Wired

The Brotherhood brings cable crime to Providence  
By JUSTINE ELIAS  |  July 5, 2006


STREET LIFE: Imagine the brothers Bulger moved 50 miles south — and 40 years younger.
Providence has turned up on television as a cartoon (The Family Guy) and as a randomly selected backdrop for a sentimental, filmed-in-Toronto drama (Providence). Now Showtime has put down roots in the Rhode Island capital for Brotherhood (debuts this Sunday, July 9, at 10 pm), and Providence has never looked so rough — or so real — as a setting for fictional political machinations, crime and punishment.

Although Brotherhood’s gangland tales have drawn preliminary comparisons with The Sopranos, the show’s creator, Western Massachusetts–bred Blake Masters, says he was inspired by the Corleone clan and the brothers Bulger. That William grew up to be a statehouse kingmaker while Whitey became a notorious (and still at-large) mobster seems the stuff of airport bookstall fiction. For Brotherhood, imagine the Bulgers moved 50 miles south — and 40 years younger. Nominal “good son” Tommy Caffee is a rising state representative looking after a blue-collar neighborhood referred to as “The Hill.” (The script is cagy about exactly which hill; every ethnic group seems to occupy its own high ground.) Jason Clarke has the perfect face for an ambitious pol: the righteous fire in his eyes, the little lying mouth. Tommy’s rise to power gets interrupted by the return, after seven years’ mysterious absence, of his elder brother, Michael (Jason Isaacs), a criminal enforcer who says only that he “fell down a hole” for a while.

These siblings are near-strangers, and they spend most of the season’s 11 episodes circling each other like wary wolves. Tommy guns for a Speaker’s seat by circulating rumors in the State House men’s room. Michael has a chest full of scars and tattoos (Celtic and Far Eastern) and a violent homophobic streak and is tethered to his worried ma via cellphone. Isaacs, who’s portrayed a series of charming villains (beginning with The Patriot), plays down Michael’s deadly charisma, and he and Clarke both do creditable Roe-Dyeland accents. The bit players too are authentic — check out the city mayor who elbows Tommy out of the way to offer his condolences to a local family.

As the clan’s matriarch, Fionnula Flanagan’s a pistol. Despite her sons’ notoriety, Rose works as a factory supervisor — apparently because she enjoys bossing people around. (When she has to take a job at a Wal-Mart-like warehouse store, she rallies her co-workers to form a union, and with her sons in support, you wouldn’t bet against her.) “Where’s Mom? Probably home alone,” worries favorite son Michael, not realizing that his hot-to-trot mother’s meeting yet another boyfriend in a swank hotel. The next generation of Caffee women are models of Irish suffering: Rose’s daughter is saddled with a loser husband, infertility, and cancer; Tommy’s unhappy wife (Annabeth Gish) slides languidly into drug addiction. But bitterness looks great on Gish, who’s long been pigeonholed in TV-movie goody-gumdrops parts.

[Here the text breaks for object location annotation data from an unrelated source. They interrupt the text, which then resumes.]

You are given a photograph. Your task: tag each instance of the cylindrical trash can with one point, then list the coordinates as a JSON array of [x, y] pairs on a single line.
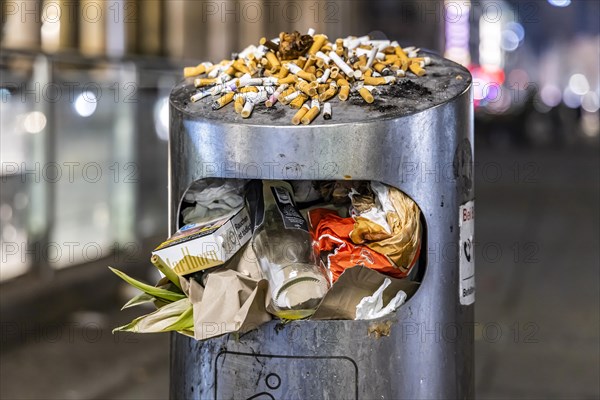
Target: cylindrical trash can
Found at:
[[418, 138]]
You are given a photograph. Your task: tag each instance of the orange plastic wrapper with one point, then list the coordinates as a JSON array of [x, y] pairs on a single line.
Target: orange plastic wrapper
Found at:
[[331, 234]]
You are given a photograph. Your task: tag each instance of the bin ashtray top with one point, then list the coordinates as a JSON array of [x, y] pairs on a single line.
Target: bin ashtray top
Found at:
[[444, 81]]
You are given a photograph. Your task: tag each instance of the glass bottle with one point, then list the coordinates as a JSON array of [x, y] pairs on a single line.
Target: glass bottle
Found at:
[[283, 247]]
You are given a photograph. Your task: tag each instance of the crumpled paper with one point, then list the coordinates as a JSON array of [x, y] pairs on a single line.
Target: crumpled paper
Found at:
[[372, 307], [233, 300], [355, 284], [391, 226], [214, 199]]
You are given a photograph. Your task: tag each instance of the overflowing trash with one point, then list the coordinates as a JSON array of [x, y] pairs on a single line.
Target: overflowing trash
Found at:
[[251, 251]]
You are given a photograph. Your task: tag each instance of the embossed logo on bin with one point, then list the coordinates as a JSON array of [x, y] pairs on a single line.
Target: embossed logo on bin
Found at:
[[264, 377]]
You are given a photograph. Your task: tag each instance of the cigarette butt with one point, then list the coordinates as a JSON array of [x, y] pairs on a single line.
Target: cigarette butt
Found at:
[[238, 104], [344, 93], [269, 44], [230, 70], [188, 72], [247, 110], [342, 82], [290, 79], [301, 61], [204, 81], [284, 71], [290, 96], [339, 47], [319, 41], [240, 66], [200, 69], [366, 95], [327, 111], [248, 89], [310, 89], [325, 75], [306, 76], [310, 115], [200, 95], [300, 113], [382, 68], [321, 56], [298, 101], [329, 93], [341, 64], [334, 72], [384, 80], [403, 58], [310, 62], [275, 96], [273, 60], [223, 101], [416, 69]]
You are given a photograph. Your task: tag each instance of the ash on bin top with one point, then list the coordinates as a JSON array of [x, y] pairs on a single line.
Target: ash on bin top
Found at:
[[443, 81]]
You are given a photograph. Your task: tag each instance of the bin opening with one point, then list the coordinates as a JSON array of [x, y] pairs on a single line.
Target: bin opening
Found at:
[[325, 229]]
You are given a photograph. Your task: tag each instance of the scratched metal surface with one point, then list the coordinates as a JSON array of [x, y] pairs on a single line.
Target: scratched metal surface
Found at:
[[426, 350]]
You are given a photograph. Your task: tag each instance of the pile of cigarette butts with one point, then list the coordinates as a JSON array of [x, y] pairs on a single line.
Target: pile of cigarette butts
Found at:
[[296, 68]]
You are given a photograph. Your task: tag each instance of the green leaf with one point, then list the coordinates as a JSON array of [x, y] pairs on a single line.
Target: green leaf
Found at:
[[141, 298], [162, 320], [184, 322], [159, 293]]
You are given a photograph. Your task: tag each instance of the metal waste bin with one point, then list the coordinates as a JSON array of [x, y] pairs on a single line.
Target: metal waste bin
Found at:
[[419, 138]]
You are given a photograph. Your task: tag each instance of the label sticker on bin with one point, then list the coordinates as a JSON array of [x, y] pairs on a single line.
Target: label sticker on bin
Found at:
[[466, 223]]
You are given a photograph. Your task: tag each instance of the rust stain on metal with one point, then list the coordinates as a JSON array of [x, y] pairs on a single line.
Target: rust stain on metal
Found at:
[[379, 329]]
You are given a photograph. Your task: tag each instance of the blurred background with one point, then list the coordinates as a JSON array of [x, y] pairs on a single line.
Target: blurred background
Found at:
[[84, 125]]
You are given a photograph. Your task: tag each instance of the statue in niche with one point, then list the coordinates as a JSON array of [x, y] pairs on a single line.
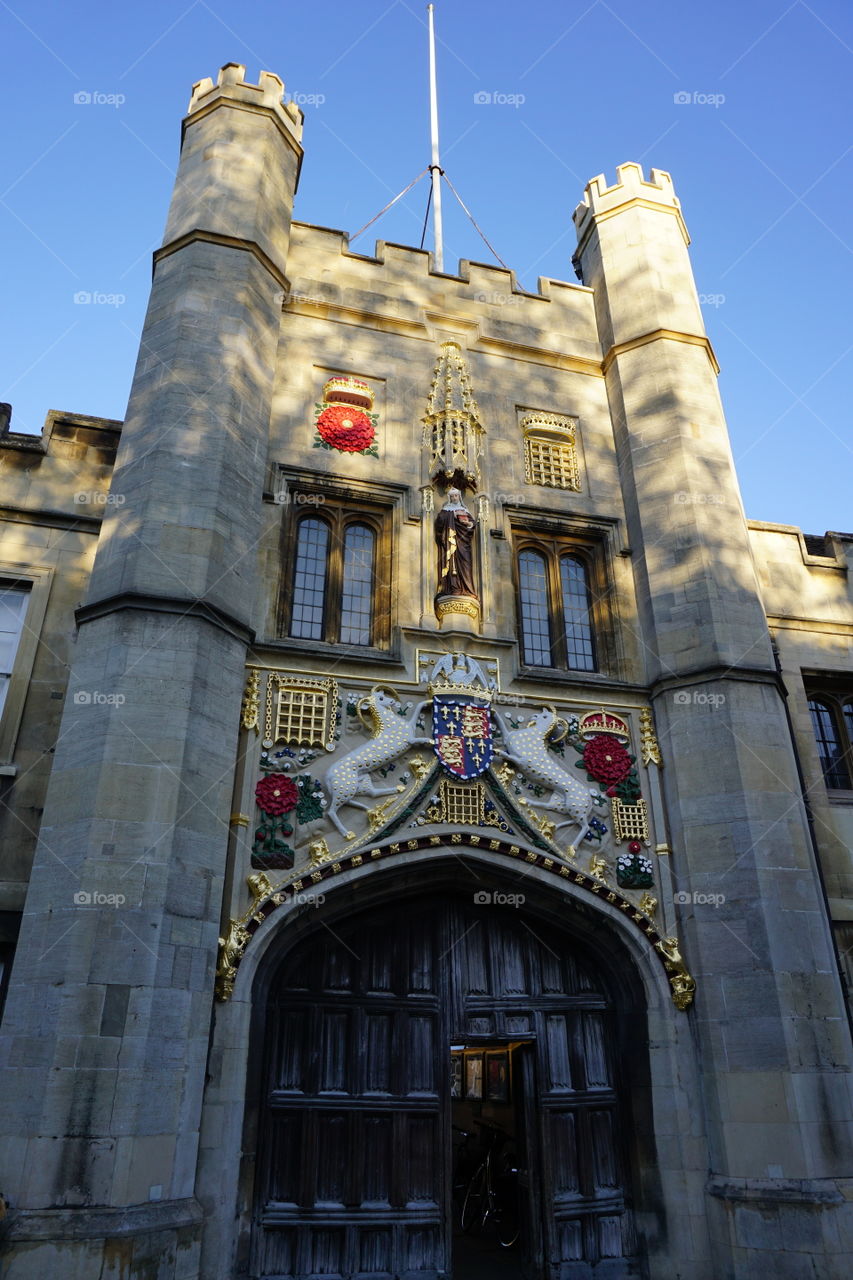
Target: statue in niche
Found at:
[[455, 530]]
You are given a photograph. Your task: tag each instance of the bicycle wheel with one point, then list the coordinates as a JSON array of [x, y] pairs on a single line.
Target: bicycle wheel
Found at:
[[475, 1205]]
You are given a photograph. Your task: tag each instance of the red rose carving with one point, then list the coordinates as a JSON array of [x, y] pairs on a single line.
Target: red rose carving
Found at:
[[346, 428], [606, 759], [277, 794]]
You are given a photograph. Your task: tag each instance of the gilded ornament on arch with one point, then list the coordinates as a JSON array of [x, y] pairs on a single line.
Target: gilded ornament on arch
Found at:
[[237, 937], [452, 428], [598, 867], [250, 708], [304, 712], [603, 722], [463, 604], [319, 851], [630, 821], [378, 816], [419, 767], [546, 826], [505, 773], [649, 746]]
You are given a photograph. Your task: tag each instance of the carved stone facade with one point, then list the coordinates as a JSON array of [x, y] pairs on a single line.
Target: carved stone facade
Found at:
[[274, 712]]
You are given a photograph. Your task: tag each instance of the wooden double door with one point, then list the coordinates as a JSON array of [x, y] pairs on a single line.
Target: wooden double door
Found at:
[[354, 1169]]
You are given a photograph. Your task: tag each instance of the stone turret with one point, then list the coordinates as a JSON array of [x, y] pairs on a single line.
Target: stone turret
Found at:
[[119, 936], [771, 1014]]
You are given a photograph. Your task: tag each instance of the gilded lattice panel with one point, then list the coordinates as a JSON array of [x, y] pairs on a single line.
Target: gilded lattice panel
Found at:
[[550, 452], [630, 821], [300, 711], [463, 804]]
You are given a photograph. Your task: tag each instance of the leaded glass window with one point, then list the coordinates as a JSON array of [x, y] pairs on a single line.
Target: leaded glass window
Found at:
[[356, 606], [575, 609], [556, 608], [536, 627], [831, 746], [309, 586]]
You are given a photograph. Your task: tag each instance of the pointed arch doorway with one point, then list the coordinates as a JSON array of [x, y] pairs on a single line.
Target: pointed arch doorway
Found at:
[[357, 1121]]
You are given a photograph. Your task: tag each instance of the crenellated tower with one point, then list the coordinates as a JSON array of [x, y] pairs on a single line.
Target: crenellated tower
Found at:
[[103, 1110], [763, 958]]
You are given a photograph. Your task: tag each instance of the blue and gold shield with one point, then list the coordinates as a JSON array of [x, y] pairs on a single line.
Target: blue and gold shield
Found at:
[[463, 735]]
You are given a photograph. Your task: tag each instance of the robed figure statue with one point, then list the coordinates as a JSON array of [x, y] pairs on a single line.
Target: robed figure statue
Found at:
[[455, 529]]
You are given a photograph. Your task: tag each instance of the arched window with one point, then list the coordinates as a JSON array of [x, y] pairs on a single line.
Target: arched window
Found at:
[[833, 725], [356, 603], [310, 579], [580, 654], [555, 606], [340, 584], [533, 590]]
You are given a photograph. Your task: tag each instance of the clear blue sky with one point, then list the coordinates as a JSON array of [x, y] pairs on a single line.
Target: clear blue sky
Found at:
[[765, 177]]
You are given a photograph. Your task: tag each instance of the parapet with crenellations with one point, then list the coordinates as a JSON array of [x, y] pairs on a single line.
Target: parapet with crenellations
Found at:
[[232, 85], [630, 188]]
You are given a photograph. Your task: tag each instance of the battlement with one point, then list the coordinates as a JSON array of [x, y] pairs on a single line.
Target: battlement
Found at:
[[630, 187], [413, 261], [397, 286], [232, 85]]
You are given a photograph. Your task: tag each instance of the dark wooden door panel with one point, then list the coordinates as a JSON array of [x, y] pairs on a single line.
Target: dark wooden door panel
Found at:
[[352, 1171]]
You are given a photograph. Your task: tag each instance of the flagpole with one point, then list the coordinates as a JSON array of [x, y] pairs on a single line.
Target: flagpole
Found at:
[[436, 169]]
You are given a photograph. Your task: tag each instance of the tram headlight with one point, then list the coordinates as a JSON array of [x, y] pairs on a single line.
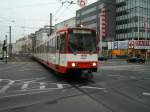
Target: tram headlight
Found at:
[[94, 64], [73, 64]]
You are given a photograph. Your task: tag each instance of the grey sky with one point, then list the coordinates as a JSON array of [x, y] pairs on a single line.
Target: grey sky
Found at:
[[26, 16]]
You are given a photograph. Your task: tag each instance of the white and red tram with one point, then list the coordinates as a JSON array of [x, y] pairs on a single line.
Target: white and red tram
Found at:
[[69, 50]]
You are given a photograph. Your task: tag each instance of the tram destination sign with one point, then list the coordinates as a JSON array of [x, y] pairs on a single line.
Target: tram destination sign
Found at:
[[82, 31]]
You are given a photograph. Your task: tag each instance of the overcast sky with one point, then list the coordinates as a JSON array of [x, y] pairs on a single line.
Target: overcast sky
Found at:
[[27, 16]]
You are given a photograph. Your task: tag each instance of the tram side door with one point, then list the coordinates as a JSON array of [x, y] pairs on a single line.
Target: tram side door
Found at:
[[61, 48], [58, 42]]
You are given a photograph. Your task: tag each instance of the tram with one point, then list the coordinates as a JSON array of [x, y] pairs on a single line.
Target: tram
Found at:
[[69, 50]]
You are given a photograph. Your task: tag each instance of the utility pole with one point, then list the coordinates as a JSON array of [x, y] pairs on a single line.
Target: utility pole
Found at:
[[50, 23], [10, 45]]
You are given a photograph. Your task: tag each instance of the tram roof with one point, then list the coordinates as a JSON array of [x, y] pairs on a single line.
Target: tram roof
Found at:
[[67, 28]]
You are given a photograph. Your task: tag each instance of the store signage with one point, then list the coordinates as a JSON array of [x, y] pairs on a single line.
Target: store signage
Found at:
[[142, 44], [103, 22], [139, 44]]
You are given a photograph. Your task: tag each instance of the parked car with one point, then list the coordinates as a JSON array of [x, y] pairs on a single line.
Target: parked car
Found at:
[[136, 60], [102, 58]]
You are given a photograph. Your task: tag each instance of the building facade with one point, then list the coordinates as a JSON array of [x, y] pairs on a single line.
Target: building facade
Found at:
[[132, 19], [67, 23], [91, 17]]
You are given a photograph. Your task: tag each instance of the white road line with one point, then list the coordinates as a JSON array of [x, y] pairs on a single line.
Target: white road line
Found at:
[[146, 94], [60, 86], [89, 87], [25, 85], [31, 93], [4, 89], [42, 85], [23, 80]]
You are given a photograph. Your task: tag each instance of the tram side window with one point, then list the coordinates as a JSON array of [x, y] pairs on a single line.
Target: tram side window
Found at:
[[63, 43], [58, 43]]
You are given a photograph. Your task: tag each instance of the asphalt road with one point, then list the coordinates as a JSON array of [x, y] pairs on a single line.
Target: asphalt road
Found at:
[[27, 86]]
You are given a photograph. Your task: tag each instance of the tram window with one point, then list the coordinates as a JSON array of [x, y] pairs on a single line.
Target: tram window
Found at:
[[58, 42], [63, 43]]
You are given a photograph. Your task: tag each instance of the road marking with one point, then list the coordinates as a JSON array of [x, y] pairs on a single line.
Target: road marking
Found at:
[[31, 93], [89, 87], [60, 86], [42, 85], [23, 80], [146, 94], [114, 75], [25, 85], [4, 89]]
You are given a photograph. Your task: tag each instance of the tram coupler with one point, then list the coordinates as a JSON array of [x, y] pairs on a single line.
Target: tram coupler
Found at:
[[87, 74]]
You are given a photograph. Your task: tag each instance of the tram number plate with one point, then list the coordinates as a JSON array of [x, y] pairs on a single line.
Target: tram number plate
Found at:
[[83, 56]]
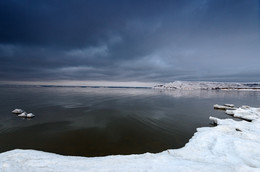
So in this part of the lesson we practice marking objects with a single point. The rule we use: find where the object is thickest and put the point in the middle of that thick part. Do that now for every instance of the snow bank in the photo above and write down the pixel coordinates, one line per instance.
(187, 85)
(230, 146)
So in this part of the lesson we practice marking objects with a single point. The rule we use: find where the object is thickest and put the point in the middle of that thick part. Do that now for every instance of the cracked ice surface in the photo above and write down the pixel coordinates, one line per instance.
(230, 146)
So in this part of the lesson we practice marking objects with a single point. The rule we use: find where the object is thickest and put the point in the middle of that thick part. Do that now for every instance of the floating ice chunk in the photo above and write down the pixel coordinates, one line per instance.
(30, 115)
(230, 146)
(229, 112)
(24, 114)
(229, 105)
(223, 107)
(17, 111)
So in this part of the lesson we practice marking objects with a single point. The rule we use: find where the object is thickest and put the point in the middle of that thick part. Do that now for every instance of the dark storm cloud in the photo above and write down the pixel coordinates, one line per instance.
(129, 40)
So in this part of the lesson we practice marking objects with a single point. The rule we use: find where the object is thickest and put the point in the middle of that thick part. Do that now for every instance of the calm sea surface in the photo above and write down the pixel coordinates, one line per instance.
(106, 121)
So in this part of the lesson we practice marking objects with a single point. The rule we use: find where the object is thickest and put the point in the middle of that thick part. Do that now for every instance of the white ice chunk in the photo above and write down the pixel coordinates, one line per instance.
(24, 114)
(30, 115)
(223, 107)
(17, 111)
(229, 105)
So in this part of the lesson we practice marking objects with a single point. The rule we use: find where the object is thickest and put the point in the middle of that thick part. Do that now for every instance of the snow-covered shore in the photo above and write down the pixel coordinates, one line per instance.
(230, 146)
(195, 85)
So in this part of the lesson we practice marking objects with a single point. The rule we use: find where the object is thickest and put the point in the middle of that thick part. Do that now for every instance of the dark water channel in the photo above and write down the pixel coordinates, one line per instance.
(105, 121)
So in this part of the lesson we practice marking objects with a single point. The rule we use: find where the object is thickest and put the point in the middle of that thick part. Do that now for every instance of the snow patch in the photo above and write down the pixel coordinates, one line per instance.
(196, 85)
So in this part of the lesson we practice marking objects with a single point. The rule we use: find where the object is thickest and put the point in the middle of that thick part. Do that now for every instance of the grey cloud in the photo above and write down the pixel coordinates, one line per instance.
(129, 40)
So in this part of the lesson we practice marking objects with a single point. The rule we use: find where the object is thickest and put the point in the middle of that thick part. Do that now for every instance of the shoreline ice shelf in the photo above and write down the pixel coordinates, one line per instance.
(229, 146)
(187, 85)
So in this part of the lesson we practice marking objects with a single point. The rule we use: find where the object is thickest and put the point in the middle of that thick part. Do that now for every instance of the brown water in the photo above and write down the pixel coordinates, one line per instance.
(105, 121)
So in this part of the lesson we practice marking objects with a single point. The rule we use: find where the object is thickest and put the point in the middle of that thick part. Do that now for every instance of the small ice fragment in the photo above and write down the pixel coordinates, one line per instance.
(30, 115)
(223, 107)
(24, 114)
(229, 105)
(230, 112)
(17, 111)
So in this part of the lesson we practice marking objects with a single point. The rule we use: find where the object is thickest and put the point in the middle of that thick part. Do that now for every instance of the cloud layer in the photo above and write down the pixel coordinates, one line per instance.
(118, 40)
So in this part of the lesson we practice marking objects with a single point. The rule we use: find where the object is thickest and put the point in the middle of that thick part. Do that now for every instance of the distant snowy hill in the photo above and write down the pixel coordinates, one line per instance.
(188, 85)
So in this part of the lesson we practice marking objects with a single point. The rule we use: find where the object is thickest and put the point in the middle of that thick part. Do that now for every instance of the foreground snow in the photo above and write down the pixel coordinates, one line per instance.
(187, 85)
(230, 146)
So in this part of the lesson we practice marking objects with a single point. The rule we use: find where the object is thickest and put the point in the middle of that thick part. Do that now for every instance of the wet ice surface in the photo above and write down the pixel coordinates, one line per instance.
(230, 146)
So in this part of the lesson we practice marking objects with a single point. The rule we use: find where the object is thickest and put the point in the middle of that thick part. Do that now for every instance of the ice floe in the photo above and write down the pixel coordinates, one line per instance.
(196, 85)
(229, 146)
(17, 111)
(22, 113)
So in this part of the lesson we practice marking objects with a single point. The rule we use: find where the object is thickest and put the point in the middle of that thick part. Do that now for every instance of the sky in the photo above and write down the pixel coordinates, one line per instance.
(134, 41)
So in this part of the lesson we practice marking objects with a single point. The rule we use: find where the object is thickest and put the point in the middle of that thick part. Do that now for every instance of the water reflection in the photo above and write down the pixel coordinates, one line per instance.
(103, 121)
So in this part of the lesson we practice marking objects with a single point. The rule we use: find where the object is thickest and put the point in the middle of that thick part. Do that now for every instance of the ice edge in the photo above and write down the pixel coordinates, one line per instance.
(230, 146)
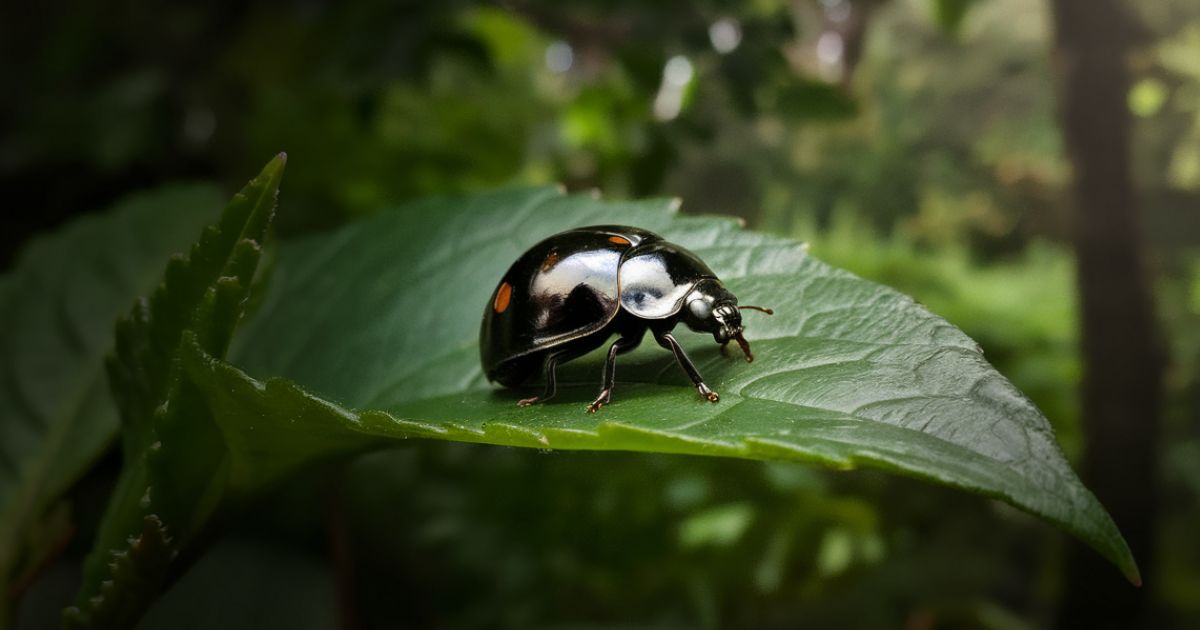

To see her slither around a cheap motel room, snorting coke off her lover’s hand, is to see a career remade.

The dark complexities of a clannish political/criminal family may never grab the audience that The Sopranos enjoys. In its fine-textured portrait of a blue-collar city, with all its tribal warfare, unspoken rules, and long hatreds, Brotherhood is actually more like HBO’s The Wire, the Baltimore-filmed crime drama about shifting allegiances among narcotics cops and their friends and enemies. Better written than The Sopranos, The Wire was an underpraised gem of cable TV: Brotherhood may be the next one.